During each call, the number of round-trip loops between the database and the client affects the total response time at a certain level. In addition to the data extraction (FETCH) step, the other steps (parsing, binding, and execution) it is also necessary that Oracle obtain all the data results that meet the query conditions to perform multiple extraction operations.
For the extraction mechanism, a FETCH call will access one or more data blocks in the buffer cache. Each time a data block is accessed, oracle extracts data rows from the block and returns them to the client in a loop. Here, the number of rows returned at a time is Arraysize (column size ), arraysize indicates the number of possible data rows transmitted by an extraction operation in the network loop.
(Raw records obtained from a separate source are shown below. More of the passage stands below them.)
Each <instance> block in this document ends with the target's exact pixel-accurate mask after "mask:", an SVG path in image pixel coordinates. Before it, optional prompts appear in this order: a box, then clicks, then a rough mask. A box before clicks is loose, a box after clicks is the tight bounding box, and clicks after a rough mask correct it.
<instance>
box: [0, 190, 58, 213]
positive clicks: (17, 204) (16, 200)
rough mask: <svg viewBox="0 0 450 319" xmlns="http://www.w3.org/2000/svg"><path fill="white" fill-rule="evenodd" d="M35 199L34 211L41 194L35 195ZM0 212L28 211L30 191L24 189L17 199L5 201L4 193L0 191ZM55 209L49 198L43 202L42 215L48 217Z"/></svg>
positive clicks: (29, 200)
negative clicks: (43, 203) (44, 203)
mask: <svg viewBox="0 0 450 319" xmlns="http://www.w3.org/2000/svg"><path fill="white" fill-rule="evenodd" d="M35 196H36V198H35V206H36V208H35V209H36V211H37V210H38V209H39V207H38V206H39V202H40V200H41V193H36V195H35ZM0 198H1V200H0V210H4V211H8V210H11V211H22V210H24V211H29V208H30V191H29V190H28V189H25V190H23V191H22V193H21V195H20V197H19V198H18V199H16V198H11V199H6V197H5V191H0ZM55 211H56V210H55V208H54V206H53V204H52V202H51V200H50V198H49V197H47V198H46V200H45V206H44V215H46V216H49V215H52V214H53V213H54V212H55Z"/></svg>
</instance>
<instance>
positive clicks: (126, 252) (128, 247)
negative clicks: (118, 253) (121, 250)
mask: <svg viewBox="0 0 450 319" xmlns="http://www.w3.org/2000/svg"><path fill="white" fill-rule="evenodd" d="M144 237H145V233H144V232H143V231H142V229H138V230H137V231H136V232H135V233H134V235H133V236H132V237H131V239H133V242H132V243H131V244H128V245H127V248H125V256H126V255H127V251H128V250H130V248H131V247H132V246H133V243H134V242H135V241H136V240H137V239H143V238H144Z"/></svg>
By analyzing the Arraysize mechanism, we can know that Arraysize has a basic impact on logical read. If the Arraysize size is increased in the application, the number of rows retrieved from the data block increases accordingly. When the number of rows is the same, the number of data blocks accessed decreases naturally, and logical reads decrease accordingly.
-- View the current ArraysizeSQL> show arraysizearraysize 15SQL> set autotrace traceonly statisticsSQL> select * from dba_objects; 72457 rows selected. statistics defaults 0 recursive cballs 0 db block gets 7675 consistent gets 5 physical reads 0 redo size 3463453 bytes sent via SQL * Net to client 53549 bytes received via SQL * Net from client 4832 SQL * Net roundtrips to/from client 0 sorts (memory) 0 sorts (disk) 72457 rows processed -- set Arraysize to 50 SQL> set arraysize 50SQL>/72457 rows selected. statistics limit 15 recursive cballs 0 db block gets 3618 consistent gets 0 physical reads 0 redo size 3034066 bytes sent via SQL * Net to client 16358 bytes encoded ed via SQL * Net from client 1451 SQL * Net roundtrips to/from client 0 sorts (memory) 0 sorts (disk) 72457 rows processed
In the above test, I used SQL * Plus as an example to select the dba_objects Table Access query. The SQL query result set is the same, in this case, the value of Arraysize is increased from the default value of 15 to 50, and obvious changes are displayed:
1. The number of logical reads is greatly reduced from 7675 to 3618.
2. The number of network round-trips dropped from the previous 4832 to only 1451.
Note that these changes are irrelevant to the SQL statement itself. Arraysize needs to be programmed. In this example, use the set arraysize command in the SQL * Plus environment. If it is a Java application, you can set Connection. setdefaultRowPrefetch (n.